It's been my intention to keep this blog light and kind of funny. This way if potential employer types look at it, they don't know what a cranky slag I can be sometimes. But last week. . . maintaining my shiny happy veneer last week was a little difficult. Okay, impossible. So I started a list of just some of the things that are pissing me off, in the hopes that getting them off my chest would put me in a better mood for this week.
- The lady at the eyebrow threading place. Look, I am aware that I have a little bit of hair on my upper lip. I knew it before you told me the first time you could "fix it" for me. You'd think refusing once would be enough, but you had to do the hard-sell five more times during my brief visit. Sorry, bitch, my rule is one painful hair-removal process at a time. Just call me Frito Bandito and go fuck yourself.

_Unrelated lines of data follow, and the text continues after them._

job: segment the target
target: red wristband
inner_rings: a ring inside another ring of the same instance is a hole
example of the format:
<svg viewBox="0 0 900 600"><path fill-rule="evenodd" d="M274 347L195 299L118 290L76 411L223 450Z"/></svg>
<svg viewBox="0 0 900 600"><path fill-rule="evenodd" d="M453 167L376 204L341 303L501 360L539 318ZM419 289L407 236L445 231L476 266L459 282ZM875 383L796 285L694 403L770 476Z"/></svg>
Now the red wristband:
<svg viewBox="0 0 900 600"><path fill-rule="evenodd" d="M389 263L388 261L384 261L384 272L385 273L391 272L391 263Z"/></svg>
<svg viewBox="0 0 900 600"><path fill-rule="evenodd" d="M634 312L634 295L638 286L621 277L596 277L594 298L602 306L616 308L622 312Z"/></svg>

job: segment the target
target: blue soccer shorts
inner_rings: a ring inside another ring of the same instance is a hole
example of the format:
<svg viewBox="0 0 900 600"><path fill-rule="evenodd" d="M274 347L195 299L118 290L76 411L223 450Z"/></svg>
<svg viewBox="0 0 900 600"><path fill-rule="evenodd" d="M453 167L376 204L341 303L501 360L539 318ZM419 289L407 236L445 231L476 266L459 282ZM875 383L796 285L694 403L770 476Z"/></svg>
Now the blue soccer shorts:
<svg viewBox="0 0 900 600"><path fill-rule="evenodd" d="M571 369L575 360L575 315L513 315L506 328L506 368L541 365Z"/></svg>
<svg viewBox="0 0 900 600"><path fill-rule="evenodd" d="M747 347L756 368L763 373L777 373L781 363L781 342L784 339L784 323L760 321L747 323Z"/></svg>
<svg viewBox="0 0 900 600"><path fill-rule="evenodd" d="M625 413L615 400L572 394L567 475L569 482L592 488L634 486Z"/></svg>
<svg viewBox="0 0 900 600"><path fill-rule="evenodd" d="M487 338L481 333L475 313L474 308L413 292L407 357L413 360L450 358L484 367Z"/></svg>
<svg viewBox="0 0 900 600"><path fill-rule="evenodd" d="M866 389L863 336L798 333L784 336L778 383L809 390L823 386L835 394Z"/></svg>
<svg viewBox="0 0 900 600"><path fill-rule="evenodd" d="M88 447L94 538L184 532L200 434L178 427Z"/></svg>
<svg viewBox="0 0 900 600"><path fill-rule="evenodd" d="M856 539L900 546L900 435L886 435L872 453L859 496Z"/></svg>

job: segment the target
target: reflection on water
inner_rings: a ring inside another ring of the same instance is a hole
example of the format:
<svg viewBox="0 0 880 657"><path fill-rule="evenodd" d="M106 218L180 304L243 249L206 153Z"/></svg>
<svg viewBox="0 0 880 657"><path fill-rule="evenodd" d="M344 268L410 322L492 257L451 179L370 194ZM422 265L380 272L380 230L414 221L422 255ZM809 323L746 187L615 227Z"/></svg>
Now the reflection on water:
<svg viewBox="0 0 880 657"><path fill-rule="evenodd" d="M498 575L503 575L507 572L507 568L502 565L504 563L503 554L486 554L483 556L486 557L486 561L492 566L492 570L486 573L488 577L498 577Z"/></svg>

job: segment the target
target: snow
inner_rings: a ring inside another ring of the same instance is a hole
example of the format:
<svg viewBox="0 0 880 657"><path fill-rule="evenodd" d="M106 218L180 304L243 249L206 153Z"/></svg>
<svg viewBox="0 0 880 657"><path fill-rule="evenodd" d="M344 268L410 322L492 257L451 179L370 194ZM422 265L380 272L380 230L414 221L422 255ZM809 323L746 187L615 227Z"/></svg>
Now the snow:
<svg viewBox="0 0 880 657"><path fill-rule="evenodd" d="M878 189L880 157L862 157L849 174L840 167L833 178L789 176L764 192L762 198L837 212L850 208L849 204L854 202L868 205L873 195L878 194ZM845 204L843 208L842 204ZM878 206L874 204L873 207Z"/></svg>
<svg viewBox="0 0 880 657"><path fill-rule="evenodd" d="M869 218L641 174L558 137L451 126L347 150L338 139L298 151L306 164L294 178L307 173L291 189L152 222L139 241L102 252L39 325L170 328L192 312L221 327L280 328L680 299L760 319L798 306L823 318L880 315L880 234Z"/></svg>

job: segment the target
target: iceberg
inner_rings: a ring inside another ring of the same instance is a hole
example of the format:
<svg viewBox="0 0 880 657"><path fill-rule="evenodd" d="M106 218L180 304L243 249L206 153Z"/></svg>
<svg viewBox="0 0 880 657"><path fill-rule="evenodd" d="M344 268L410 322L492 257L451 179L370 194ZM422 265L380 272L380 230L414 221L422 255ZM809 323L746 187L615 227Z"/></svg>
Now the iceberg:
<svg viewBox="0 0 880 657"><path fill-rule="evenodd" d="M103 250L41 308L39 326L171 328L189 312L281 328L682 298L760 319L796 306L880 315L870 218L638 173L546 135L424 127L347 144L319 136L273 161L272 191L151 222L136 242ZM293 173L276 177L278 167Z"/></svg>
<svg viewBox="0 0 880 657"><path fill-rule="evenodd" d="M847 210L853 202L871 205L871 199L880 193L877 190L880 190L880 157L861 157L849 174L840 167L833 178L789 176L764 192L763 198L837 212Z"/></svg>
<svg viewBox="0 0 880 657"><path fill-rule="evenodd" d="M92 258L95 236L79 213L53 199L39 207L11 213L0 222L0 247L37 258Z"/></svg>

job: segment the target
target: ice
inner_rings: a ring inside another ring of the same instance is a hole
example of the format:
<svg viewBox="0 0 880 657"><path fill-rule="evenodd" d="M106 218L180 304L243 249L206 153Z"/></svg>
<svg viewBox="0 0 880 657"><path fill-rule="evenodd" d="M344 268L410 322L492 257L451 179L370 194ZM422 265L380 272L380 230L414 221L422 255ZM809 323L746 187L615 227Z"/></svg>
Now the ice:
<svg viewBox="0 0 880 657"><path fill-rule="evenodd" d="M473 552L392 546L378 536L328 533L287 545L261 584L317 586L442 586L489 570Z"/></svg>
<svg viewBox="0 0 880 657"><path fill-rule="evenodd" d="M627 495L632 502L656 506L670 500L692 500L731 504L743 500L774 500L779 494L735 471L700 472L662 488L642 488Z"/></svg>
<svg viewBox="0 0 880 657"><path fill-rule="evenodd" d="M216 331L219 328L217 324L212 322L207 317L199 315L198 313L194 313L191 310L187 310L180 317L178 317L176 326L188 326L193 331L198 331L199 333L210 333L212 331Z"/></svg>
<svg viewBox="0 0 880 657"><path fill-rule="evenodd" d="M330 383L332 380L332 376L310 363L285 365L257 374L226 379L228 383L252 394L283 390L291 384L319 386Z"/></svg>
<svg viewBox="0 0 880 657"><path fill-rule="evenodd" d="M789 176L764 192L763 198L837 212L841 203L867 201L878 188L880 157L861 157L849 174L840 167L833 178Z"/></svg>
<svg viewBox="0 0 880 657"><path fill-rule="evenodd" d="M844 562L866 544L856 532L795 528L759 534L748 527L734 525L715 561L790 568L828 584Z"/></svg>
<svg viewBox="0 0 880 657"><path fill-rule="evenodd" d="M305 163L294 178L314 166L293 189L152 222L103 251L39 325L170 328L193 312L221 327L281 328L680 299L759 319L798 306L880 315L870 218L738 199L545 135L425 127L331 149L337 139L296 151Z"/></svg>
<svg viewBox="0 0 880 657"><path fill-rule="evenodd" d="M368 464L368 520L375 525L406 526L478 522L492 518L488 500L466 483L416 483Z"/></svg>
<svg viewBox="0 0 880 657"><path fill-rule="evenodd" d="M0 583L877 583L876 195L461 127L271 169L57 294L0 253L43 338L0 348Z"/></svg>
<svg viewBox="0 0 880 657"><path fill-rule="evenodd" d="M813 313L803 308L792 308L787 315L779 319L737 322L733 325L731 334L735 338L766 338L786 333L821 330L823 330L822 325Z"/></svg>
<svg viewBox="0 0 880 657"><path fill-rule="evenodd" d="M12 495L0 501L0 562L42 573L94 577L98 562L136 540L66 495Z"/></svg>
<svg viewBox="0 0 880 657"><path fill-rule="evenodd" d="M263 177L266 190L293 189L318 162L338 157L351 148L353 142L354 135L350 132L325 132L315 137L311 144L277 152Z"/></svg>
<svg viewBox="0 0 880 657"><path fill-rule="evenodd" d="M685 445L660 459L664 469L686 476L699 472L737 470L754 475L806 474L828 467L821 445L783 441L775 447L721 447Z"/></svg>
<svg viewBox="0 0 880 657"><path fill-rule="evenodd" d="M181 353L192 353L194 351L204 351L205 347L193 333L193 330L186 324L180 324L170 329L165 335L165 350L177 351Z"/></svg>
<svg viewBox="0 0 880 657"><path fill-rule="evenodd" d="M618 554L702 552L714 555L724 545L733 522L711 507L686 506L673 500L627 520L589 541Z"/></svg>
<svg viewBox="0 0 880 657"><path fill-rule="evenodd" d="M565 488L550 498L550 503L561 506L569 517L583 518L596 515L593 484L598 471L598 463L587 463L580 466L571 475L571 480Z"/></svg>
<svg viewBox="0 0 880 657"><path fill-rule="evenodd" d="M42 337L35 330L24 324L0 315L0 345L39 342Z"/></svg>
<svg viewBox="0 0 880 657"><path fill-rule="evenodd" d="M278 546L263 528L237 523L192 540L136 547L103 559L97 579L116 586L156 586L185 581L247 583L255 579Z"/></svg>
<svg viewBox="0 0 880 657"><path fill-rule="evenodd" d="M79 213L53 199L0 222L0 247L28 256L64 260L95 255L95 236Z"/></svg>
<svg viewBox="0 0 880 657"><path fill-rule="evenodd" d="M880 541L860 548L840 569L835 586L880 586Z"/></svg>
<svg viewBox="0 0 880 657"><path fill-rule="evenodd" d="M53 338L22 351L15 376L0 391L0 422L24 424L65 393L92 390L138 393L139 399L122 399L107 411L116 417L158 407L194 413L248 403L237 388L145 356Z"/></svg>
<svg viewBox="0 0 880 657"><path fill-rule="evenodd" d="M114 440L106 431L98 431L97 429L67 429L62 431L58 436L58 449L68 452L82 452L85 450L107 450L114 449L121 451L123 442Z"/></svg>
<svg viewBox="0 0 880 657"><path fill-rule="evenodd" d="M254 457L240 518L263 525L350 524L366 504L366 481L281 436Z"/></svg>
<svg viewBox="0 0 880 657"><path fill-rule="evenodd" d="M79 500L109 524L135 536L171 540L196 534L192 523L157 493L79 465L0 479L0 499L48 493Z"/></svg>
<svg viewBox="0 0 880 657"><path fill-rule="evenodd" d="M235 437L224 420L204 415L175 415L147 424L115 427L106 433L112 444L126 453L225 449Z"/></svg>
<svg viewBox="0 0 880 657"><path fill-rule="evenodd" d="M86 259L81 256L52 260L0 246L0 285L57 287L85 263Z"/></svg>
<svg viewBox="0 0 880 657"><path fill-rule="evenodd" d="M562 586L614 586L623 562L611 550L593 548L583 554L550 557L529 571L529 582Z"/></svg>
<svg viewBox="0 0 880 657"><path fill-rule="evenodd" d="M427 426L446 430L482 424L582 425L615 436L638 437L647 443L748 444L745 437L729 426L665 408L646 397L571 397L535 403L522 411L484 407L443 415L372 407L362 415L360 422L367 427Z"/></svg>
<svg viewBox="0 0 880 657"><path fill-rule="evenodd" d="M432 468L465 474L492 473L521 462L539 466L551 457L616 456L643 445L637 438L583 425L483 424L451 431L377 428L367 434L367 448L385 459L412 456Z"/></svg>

- I have been in a tizzy about Rep. John Adams of the not-so-great state of Ohio's bill that would require a woman get PERMISSION from her impregnator before she would be "allowed" to get an abortion. I just fired off a note to Mr. Adams wondering what would happen if the sperm donor wanted the pregnant lady to get an abortion she didn't want. I mean, wouldn't that be the logical flipside? I told him I didn't think it was right to force poor pregnant ladies to get abortions.
- Speaking of people who suck, Gowanus Lounge tipped me off to the case of this elderly woman who's getting the boot from her Williamsburg apartment by her greedy landlord. Her crime—being neither young nor rich. True to form, some asswipe commenter suggested she should've bought an apartment back when NYC was cheap. Check out United Neighbors Organization for more info.
See what I mean? How can you be in a good mood when people are telling you you've got a mustache, one-night stands have veto power over the uterus they sperminated, and little old ladies are being evicted from their apartments?
If it makes you feel better during my Brazilian wax the lady asked me no less than three times if she could help me out with this eyebrows. She wasn't even in the same region!
Posted by: Shiny | August 06, 2007 at 04:24 PM
Oh, Judes -- keep that big bushy mustache and you won't have to worry about anyone impregnating you!
Posted by: Jules | August 06, 2007 at 05:49 PM
judy we should go out to eat my treat -- and fancy too. i work on 55 & park where do you work? may be can get elin to come. that would be weird. and speaking of weird, i see roberta bayley like daily. after what 20 years she still scares the shit out of me.
call me: 646 415-4034 on the iphone (so shoot me)
Posted by: dubarry | August 08, 2007 at 12:19 AM
Yes, they are super pushy about the upper lip! I almost cry every time I get my eyebrows threaded, so I would bawl if my upper lip was done.
Posted by: Niche | August 08, 2007 at 10:38 AM
That is so funny.. what a bitch. Good for you for ignoring her.